Delphine Arnault focuses on “long-term desirability” and invests in the Dior brand through major runway shows, such as the one recently held in Scotland, and dressing stars from Celine Dion to Lady Gaga A person close to her said. Opening ceremony of the Paris Olympics.
Industry insiders say a recent investigation by Italian authorities into poor working conditions at subcontracted factories for brands like Dior and Armani has had little impact on customers, but some It said it faces broader questions about the quality of its products. Prices will rise.
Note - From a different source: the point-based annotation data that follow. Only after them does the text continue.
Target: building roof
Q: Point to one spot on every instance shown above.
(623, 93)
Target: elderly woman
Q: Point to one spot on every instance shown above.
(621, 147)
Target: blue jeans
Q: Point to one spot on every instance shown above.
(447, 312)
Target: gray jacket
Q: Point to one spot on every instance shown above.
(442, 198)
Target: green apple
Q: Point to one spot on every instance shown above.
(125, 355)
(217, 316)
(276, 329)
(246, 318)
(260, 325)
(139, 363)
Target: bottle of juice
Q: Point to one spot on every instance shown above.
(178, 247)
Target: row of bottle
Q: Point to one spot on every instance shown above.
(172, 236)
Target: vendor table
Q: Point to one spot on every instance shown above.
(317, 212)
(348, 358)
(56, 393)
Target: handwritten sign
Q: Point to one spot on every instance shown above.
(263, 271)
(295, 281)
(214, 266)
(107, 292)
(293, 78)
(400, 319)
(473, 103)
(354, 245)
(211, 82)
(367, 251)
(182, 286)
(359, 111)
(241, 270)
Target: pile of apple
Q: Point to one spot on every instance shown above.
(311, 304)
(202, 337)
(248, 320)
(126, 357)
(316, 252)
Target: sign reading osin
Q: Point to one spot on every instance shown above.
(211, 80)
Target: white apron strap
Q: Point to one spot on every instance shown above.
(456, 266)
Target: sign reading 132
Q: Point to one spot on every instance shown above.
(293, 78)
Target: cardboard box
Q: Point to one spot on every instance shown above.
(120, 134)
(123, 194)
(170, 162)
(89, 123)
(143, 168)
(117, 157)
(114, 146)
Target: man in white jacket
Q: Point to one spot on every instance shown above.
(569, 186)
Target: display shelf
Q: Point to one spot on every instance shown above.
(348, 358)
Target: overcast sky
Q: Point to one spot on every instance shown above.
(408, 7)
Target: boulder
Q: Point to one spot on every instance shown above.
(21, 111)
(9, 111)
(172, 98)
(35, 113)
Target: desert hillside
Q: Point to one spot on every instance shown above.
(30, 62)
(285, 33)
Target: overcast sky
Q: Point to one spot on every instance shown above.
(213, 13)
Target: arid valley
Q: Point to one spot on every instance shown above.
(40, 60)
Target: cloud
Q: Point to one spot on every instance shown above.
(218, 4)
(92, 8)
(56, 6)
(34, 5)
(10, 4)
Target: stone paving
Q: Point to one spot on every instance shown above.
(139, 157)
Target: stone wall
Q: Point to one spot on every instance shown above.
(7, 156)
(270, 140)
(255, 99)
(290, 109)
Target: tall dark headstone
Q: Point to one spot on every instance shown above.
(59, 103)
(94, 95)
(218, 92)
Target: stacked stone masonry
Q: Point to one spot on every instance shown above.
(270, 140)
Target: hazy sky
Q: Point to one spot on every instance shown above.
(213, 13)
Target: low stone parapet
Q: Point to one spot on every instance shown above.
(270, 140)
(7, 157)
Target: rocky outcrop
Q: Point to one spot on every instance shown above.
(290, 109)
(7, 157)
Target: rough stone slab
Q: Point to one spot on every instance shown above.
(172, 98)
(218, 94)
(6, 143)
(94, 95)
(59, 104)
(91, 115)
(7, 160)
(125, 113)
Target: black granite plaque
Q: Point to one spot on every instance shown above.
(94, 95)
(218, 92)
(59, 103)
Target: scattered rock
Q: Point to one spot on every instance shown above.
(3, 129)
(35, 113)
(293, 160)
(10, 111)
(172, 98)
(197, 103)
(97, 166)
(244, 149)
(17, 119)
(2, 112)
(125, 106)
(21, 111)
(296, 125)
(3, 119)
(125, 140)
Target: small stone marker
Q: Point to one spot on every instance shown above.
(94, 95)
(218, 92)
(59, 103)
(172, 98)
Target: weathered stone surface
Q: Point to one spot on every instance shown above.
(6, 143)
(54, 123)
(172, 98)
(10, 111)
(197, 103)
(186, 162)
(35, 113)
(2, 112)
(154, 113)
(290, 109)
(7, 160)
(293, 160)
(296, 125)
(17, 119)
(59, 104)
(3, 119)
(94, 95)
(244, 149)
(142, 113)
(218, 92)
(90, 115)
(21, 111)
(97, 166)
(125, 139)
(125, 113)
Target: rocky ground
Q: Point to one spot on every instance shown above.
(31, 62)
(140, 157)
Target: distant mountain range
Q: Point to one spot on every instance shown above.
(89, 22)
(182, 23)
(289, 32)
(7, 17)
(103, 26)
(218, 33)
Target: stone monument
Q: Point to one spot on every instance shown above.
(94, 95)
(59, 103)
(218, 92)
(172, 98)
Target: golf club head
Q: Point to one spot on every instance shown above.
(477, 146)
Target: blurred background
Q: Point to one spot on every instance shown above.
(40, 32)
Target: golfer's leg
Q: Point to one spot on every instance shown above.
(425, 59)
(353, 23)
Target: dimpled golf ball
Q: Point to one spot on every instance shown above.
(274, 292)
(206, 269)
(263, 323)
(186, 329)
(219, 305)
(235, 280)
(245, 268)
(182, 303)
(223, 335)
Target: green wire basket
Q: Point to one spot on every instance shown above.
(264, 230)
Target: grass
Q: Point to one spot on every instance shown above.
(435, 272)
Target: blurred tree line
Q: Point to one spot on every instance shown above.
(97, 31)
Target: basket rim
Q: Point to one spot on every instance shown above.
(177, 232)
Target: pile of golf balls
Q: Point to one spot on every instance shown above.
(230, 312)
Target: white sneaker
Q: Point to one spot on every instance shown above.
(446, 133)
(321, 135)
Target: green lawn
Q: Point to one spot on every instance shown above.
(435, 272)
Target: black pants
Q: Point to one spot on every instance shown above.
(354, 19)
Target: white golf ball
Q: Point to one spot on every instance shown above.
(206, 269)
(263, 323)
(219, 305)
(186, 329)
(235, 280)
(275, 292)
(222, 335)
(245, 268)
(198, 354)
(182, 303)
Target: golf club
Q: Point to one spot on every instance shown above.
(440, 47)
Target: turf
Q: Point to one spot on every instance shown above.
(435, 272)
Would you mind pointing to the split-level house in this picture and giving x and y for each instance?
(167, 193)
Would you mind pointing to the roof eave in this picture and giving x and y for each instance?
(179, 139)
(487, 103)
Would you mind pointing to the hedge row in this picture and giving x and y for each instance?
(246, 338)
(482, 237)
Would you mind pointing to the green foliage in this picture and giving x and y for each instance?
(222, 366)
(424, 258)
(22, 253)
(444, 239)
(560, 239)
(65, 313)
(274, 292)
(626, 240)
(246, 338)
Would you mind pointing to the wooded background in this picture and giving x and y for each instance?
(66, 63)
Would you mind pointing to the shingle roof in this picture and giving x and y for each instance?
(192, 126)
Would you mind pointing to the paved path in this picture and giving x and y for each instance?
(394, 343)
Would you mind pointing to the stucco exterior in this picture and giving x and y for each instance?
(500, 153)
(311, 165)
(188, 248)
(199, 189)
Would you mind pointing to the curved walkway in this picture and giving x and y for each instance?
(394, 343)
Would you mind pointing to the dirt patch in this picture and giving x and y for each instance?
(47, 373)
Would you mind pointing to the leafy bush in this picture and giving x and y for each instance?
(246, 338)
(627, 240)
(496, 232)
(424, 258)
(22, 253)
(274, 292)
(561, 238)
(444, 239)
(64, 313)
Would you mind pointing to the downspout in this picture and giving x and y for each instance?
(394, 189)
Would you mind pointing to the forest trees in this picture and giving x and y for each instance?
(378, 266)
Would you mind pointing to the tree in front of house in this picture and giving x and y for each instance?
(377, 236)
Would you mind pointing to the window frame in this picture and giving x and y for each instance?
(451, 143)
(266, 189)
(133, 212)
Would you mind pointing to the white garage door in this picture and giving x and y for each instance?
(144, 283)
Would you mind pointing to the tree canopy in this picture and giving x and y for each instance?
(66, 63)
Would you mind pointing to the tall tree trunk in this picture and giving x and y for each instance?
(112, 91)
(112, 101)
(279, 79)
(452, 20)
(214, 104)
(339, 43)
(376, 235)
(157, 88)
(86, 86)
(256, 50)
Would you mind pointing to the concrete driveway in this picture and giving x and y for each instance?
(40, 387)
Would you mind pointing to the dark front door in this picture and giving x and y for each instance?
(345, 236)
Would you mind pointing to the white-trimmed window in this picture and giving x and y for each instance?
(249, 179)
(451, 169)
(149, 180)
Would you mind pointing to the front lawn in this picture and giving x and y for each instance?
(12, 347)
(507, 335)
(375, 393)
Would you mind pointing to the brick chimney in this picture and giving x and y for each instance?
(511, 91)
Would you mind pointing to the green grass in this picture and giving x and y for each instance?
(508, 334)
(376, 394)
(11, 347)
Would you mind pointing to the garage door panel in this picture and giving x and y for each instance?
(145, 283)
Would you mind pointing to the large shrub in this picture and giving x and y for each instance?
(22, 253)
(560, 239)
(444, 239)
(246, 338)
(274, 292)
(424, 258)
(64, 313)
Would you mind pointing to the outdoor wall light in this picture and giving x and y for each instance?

“Dior’s price range is problematic because we’ve already reached a price point where wealthy customers are having problems with their purchasing power,” said another person close to the group.
Analysts at research firm Third Bridge say Dior, whose creative director Maria Grazia Chiuri has been in business since 2016, is the first to have a new big hit since the Book Tote hit the market more than three years ago. It is also noteworthy that the company does not sell bags.
“Handbags are the cornerstone of luxury brands, as they are often the most prominent and profitable category,” said Third Bridge analyst Yangmei Tan. “The handbag sector’s lack of customer relevance appears to be part of a wider problem affecting Dior’s product range.”
A source close to Delphine Arnault said that recent product launches, such as the Toujours bag launched six months ago, have been doing well. Under her leadership, the brand also increased the number of bags participating in Chiuri’s runway shows to focus on appealing to the brand’s most premium customers and strengthen its core product lineup. “Most of Dior’s growth is coming from here,” the person said.
For the biggest brands in the luxury industry, once they reach a certain scale, maintaining momentum becomes a challenge.
After sales exceed 10 billion euros, “we will need great storylines, heritage and products for many different customers, while managing the dilution of exclusivity,” Sereda said. “Walking through the Dior megastore, it’s easy to see today’s challenges.”